Saturday, June 17th will mark Charles County, Maryland’s fourth year of hosting the Juneteenth Freedom Day Celebration. The Charles County Juneteenth Foundation was founded four years ago, and its founders have been educating the public through fun and reflection ever since. The foundation is a charitable nonprofit organization which offers a scholarship fund for black high school seniors in Charles County. Each year, a good portion of the money from the celebration, helps eligible students with their college tuition.
The event is held at the Waldorf Center in Waldorf, Maryland, and there are performances and attractions for everyone. Activities range from dunk tanks and double Dutch to poetry and storytelling. But most importantly, guests young and old will learn about Juneteenth. Juneteenth celebrates the day that the enslaved people of Galveston, Texas were informed of their freedom. Despite the Emancipation Proclamation being signed in 1863, the black population was kept in the dark until union soldiers told them about the news in 1865. The joy from this day has been remembered forever by the city of Galveston and the festivities around it, spread throughout the country to places like Waldorf.
As the wealthiest majority black county in United States, the people of Charles County put a lot of effort into Juneteenth festivities. But the magic of Charles’s County’s great celebration can be attributed the most to the great board members of the foundation. For example, Natonya Thomas is both the board secretary and the general manager of the venue, the Shops at Waldorf.
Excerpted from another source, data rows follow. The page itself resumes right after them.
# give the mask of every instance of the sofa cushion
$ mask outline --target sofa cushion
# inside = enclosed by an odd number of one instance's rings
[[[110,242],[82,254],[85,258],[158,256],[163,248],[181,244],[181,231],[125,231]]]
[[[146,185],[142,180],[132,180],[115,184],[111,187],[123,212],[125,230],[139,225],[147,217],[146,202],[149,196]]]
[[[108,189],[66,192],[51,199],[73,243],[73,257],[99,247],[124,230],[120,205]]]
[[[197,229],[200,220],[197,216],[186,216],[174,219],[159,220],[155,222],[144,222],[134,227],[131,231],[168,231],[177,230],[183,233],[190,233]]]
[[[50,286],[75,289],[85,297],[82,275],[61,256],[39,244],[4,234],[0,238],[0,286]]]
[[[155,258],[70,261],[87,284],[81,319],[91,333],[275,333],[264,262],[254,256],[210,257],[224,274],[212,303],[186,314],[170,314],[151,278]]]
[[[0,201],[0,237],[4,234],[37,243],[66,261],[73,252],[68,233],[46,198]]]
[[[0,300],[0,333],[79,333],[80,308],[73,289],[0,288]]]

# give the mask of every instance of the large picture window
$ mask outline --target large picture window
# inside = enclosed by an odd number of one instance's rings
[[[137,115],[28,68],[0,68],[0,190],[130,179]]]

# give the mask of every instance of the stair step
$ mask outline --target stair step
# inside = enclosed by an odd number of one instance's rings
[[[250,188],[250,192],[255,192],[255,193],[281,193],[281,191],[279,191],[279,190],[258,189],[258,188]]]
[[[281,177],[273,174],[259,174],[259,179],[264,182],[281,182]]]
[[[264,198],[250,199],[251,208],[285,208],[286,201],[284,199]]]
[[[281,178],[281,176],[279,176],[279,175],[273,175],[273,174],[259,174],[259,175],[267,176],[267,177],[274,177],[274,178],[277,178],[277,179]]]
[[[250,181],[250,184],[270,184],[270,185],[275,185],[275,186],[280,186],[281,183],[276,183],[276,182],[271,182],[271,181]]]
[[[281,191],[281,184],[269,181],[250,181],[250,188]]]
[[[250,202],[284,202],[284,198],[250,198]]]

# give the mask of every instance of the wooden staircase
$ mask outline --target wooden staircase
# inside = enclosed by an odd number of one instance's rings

The shopping center is set to host over thirty black vendors this weekend.
It also helps that many of the board members have a focus on advocacy. Board member, Abena McCallister is the founder of Woman of Action Charles County, which works to expand on progress made during the Women’s March on Washington.
Tross, who specializes in cyber security, says, “there’s a lot going on in our country right now. Like banning the books. This is not about banning books. This is not about making our fellow folks of the community feel bad about anything. This is about pride. This is about bringing everyone together. This is a community event. We want everyone to come. No matter who you are, you are invited. This is important that we as a community come together and just celebrate.”
When it comes to the meaning of the event Jackson, the CEO of Phoenix International Incorporated, thinks of the perseverance of the enslaved people who were still forced to work after the emancipation proclamation was signed.
Jackson says, “I work specifically with young people a lot. So I think about what example I’m setting. How am I portraying that perseverance in my work, despite the challenges that are put forward us today? I really do think about perseverance specifically for young people and making sure that we can build a community, a black community that they can be proud of as they grow and get older.”
Jackson, who also has a background in education, has a large role in the way the holiday and black history is taught at the event.
Jackson says, “we do an oratory presentation for youth. Storytelling is deeply embedded in the culture of African people here in America and African Americans. We integrate all of that into this program and hope that our guests, when they leave, they leave feeling joy, they leave feeling pride, and that they have learned something new that they didn’t know about Juneteenth, the contributions of African Americans here in Charles County and across the nation.”
In addition to things like black cowboys and face painting, renowned educator, Dr. Gianni Clarkson will be giving an interactive history lesson to guests.
With the celebration coming up this Saturday, get tickets on Eventbrite or donate to the scholarship fund. The foundation’s email is email@example.com.
“It’s all about educating our youth and leaving a legacy,” says Tross.